Canadian ice hockey player

Ryan Garlock (born April 24, 1986) is a Canadian former professional ice hockey player. He most notably played in the American Hockey League (AHL).

==Playing career==
Garlock was drafted 45th overall in the 2004 NHL entry draft by the Chicago Blackhawks from the OHL. Garlock entered the Ontario Hockey League in 2002 after being drafted in the 1st Round (13th overall) by the Guelph Storm. He was traded to the Windsor Spitfires in January 2004 as Guelph prepared for a long playoff run.

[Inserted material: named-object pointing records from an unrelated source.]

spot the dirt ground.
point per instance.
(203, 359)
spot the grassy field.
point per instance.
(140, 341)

Garlock had a slow start with Windsor, as he struggled with injuries and tried to find his place on the team. He had a very quiet playoff, only scoring one goal against London. Still, he was selected to play in the 2004 CHL Top Prospects Game and to play for Team Canada at the 2004 IIHF World U18 Championships, in Minsk.

Returning to Windsor, Garlock played two more seasons with the Spitfires averaging just under 1 point per game. He was traded to the Saginaw Spirit during the off season of 2006 but never played for them.

Heading into the spring of 2006, Garlock remained unsigned by the Blackhawks and, when the deadline passed for them to sign him, he could have re-entered the draft but, instead, opted to become an unrestricted free agent.

As the 2006 NHL training camp season opened, Garlock was invited to Phoenix to take part in their camp. As a result, Garlock was signed to a one-year contract with Phoenix's top AHL affiliate, the San Antonio Rampage.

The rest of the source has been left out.